And by “death,” what Mr. Keating is alluding to is that some 90% if the 200-odd “supposedly” Catholic universities have the malignant cancer of hostility to the Catholic faith.
It’s the recap of the malignant manifesto “The Land of Lakes Statement” (1968?), penned by dissident “priest-President-warlords” of the Catholic University establishment, including the infamous head of Notre Dame, Reverend Hesburg, a herd of like-minded Jesuits, and the man we now recognize to be the diabolical sex abuser, co-engineer of the “Secret-Vatican-Accord-with-the-Chinese-Communist-Party,” and the “USCCB’s designated-liar-on-Canon-Law-and-the-Eucharist,” Theodore McCarrick.
If the Church is really intent on “following” Christ, instead of merely “giving people that impression,” one might expect that instead of communicating our “sadness,” we might opt to communicate our “grief.”
But perhaps even at this late hour, “grief” may yet be overstating the case.
For grief indicates an acknowledgment of death.
But, we are now free to admit ourselves to the army once led by the late Cardinal Pell, who was, as Sandro Magidter revealed, the suthor of the “Demos” letter, and who, on January 11, 2023, published in his own name, that the Church right now (via this rotten Synod stunt) is a “toxic nightmare,” and we must work to “free ourselves from this toxic nightmare.”

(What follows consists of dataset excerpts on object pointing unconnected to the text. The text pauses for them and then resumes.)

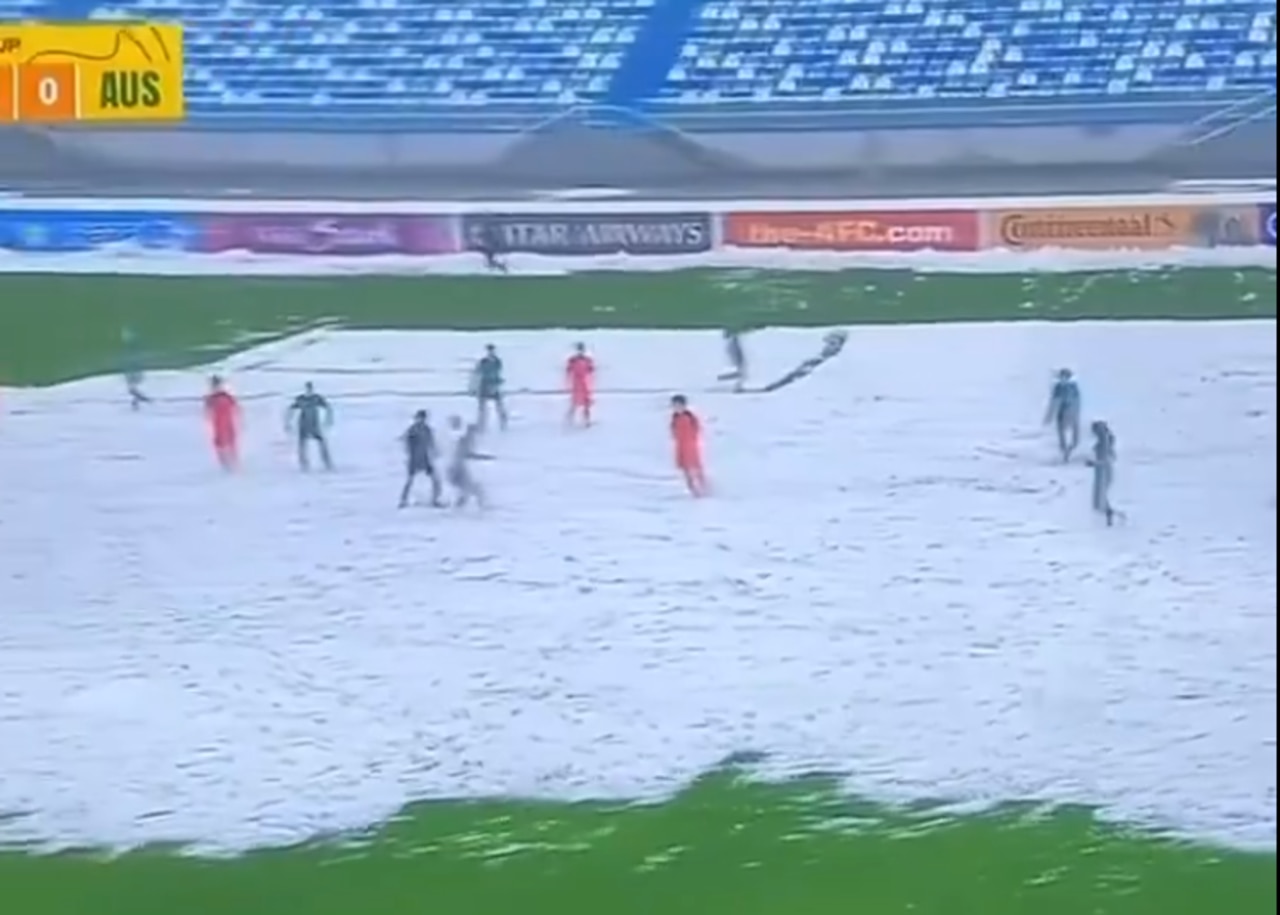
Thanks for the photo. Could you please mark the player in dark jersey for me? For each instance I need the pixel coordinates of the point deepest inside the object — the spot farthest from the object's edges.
(487, 381)
(314, 416)
(736, 355)
(420, 453)
(1104, 463)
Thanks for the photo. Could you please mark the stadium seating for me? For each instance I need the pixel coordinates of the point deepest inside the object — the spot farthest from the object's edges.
(407, 56)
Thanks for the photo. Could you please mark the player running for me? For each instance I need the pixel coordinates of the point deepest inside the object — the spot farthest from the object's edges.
(133, 374)
(314, 416)
(686, 433)
(223, 412)
(1064, 412)
(420, 452)
(736, 355)
(580, 375)
(460, 475)
(487, 385)
(1104, 469)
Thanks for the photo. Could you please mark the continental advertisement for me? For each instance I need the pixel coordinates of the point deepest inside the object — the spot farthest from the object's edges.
(855, 230)
(118, 72)
(1096, 228)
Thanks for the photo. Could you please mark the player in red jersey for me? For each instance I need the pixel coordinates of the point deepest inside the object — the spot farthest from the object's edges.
(223, 412)
(580, 375)
(686, 431)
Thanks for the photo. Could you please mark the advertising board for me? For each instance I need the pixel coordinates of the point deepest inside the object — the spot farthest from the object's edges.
(62, 230)
(585, 234)
(327, 234)
(855, 230)
(1100, 228)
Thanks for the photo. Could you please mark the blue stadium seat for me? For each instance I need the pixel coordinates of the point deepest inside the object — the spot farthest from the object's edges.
(403, 56)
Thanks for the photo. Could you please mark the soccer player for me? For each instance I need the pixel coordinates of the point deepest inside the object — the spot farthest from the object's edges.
(580, 375)
(223, 412)
(1104, 469)
(686, 433)
(487, 384)
(1064, 412)
(460, 475)
(736, 355)
(314, 416)
(420, 452)
(133, 374)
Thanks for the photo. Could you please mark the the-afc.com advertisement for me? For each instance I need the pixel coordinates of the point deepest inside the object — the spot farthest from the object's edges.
(855, 230)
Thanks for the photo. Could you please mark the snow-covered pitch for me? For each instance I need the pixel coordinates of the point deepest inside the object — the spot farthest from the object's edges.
(895, 580)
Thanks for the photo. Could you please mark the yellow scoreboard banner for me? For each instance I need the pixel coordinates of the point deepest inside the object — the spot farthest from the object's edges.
(97, 72)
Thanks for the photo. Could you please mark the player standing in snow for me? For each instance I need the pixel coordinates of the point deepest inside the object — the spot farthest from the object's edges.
(314, 416)
(487, 384)
(1104, 469)
(460, 475)
(133, 374)
(223, 412)
(420, 453)
(1064, 412)
(686, 433)
(736, 355)
(580, 376)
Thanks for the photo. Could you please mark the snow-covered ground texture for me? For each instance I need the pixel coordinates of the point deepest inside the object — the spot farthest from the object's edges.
(124, 259)
(894, 580)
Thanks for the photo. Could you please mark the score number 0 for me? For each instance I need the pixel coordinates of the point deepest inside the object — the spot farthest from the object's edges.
(48, 92)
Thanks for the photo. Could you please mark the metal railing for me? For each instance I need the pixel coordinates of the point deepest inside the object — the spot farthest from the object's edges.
(727, 115)
(1230, 118)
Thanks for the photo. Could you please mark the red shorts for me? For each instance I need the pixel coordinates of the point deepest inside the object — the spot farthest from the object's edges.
(224, 437)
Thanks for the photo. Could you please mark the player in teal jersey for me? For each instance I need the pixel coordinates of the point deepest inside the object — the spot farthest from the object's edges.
(132, 367)
(1064, 412)
(310, 415)
(487, 385)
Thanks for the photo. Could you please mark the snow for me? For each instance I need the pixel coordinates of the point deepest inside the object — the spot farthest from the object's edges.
(894, 580)
(150, 262)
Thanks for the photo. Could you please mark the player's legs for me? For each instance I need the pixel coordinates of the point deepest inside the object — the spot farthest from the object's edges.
(227, 452)
(407, 490)
(304, 452)
(133, 384)
(437, 488)
(1102, 490)
(321, 447)
(580, 405)
(691, 469)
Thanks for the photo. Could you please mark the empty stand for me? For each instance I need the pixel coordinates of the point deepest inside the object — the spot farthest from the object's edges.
(400, 58)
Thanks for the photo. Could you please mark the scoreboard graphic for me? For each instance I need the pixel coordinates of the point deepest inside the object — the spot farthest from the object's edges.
(117, 72)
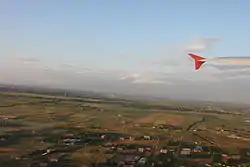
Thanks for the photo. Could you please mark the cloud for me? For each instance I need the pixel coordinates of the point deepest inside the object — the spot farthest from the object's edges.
(168, 73)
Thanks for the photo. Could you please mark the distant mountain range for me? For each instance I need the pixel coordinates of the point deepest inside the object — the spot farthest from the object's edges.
(99, 95)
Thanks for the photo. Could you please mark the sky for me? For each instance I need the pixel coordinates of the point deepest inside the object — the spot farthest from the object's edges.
(131, 47)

Those words communicate something a lot more compelling than “sadness.” They recognize reality, and are a call-to-arms, and in their magnitude, are worthy of the Author of The Great Commission, the Head of the Body of Christ, to whom is given “All Authority in Heaven and Earth.”
It’s time for combat, not sadness.
As Mr. Keating correctly observes, the overwhelming majority of “supposedly-Catholic” universities are dead, that is, “dead-to-the-Catholic-faith.”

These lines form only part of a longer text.